Lundi 23 Janvier 2023

« Actuellement, ce ne sont pas les travailleurs qui implorent les employeurs de leur offrir un poste, mais les employeurs qui doivent rivaliser pour embaucher des travailleurs américains », tweetait au mois d’août le président américain Joe Biden.


En réalité, de nombreuses sociétés ne se livrent pas à cette bataille du recrutement, préférant user de clauses de non-concurrence pour maintenir en place leurs employés, de plus en plus d’employeurs  décidant en effet de poursuivre en justice leurs employés, leur reprochant de s’être intéressés à de nouvelles opportunités dans une autre entreprise. Plusieurs dizaines de millions d’employés aux États-Unis sont aujourd’hui soumis à un contrat qui les oblige à demeurer  à leur poste actuel en dépit de meilleures opportunités ailleurs, ce qui limite leur liberté d’accepter un poste professionnel ou de créer une entreprise dans leur domaine d’activité.
Ces dernières années, de nombreux États – parmi lesquels le Coloradol’Illinois, le Nevada et l’Oregon  – ont décidé de restreindre la capacité des employeurs à imposer ces contrats à leurs travailleurs. Pour autant, la récente fragilisation d’une importante loi sur les clauses de non-concurrence, dans le District de Columbia (DC), démontre les limites de cette approche État par État.

Le gouvernement fédéral doit interdire les clauses de non-concurrence coercitives pour tous les travailleurs. Bien que les Démocrates aient récemment perdu leur majorité à la Chambre des représentants, l’administration Biden dispose de l’autorité d’établir une pleine interdiction nationale, sans avoir à passer par une nouvelle législation. Le président l’a lui-même reconnu lorsqu’il a appelé la Federal Trade Commission à réglementer les clauses de non-concurrence, dans son très complet décret présidentiel de 2021 sur la promotion de la concurrence au sein de l’économie américaine. C’est dans cet esprit que la FTC doit agir selon la recommandation de Biden, et interdire aussi rapidement que possible les clauses de non-concurrence.

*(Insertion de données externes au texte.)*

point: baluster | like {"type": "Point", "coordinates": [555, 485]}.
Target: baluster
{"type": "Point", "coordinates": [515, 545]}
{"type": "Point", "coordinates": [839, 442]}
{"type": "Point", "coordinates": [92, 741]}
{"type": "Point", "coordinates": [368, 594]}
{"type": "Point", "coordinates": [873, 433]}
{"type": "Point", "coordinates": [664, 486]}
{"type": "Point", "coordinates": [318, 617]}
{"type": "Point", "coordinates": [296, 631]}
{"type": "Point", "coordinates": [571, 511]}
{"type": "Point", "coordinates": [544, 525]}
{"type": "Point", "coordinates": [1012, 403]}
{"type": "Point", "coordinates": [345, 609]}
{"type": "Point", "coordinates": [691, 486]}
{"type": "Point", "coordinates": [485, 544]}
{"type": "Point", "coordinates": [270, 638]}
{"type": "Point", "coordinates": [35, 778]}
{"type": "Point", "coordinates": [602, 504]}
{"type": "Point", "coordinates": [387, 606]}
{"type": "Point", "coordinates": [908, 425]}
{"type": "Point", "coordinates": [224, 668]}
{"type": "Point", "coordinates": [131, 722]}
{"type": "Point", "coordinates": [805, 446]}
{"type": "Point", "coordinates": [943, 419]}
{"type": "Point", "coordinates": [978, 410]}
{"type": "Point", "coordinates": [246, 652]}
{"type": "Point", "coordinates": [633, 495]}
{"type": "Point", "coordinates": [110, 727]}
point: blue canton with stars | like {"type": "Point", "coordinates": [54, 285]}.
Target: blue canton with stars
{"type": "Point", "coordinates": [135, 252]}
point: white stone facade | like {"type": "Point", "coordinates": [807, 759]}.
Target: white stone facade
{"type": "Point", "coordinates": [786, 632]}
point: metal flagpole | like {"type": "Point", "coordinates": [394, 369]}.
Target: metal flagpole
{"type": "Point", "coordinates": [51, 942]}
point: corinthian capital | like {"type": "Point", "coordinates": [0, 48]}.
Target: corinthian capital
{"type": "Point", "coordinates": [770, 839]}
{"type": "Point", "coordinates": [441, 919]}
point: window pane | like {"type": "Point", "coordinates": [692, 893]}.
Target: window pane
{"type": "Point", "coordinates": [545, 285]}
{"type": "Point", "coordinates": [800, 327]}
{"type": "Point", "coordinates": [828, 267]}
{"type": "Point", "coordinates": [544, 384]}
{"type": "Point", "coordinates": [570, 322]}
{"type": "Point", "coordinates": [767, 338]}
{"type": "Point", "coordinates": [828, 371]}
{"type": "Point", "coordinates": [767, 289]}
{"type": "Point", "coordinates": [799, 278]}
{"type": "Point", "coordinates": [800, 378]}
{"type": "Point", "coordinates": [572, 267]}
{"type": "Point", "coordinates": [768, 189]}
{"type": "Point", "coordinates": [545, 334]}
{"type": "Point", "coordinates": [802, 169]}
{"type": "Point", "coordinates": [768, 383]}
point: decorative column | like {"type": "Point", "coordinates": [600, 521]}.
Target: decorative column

L’importante bataille autour de l’interdiction prononcée dans le DC souligne la nécessité d’une action fédérale. Fin 2020, le Conseil du DC vote à l’unanimité l’interdiction des clauses de non-concurrence  pour quasiment tous les travailleurs. Les associations patronales et d’entreprises, parmi lesquelles la Chambre de commerce du DC, s’attaquent immédiatement à cette mesure. En juillet 2021, nous sommes appelés à témoigner  en soutien de la loi, après que Brooke Pinto, membre du Conseil, ait introduit plusieurs amendements consistant à l’assouplir significativement.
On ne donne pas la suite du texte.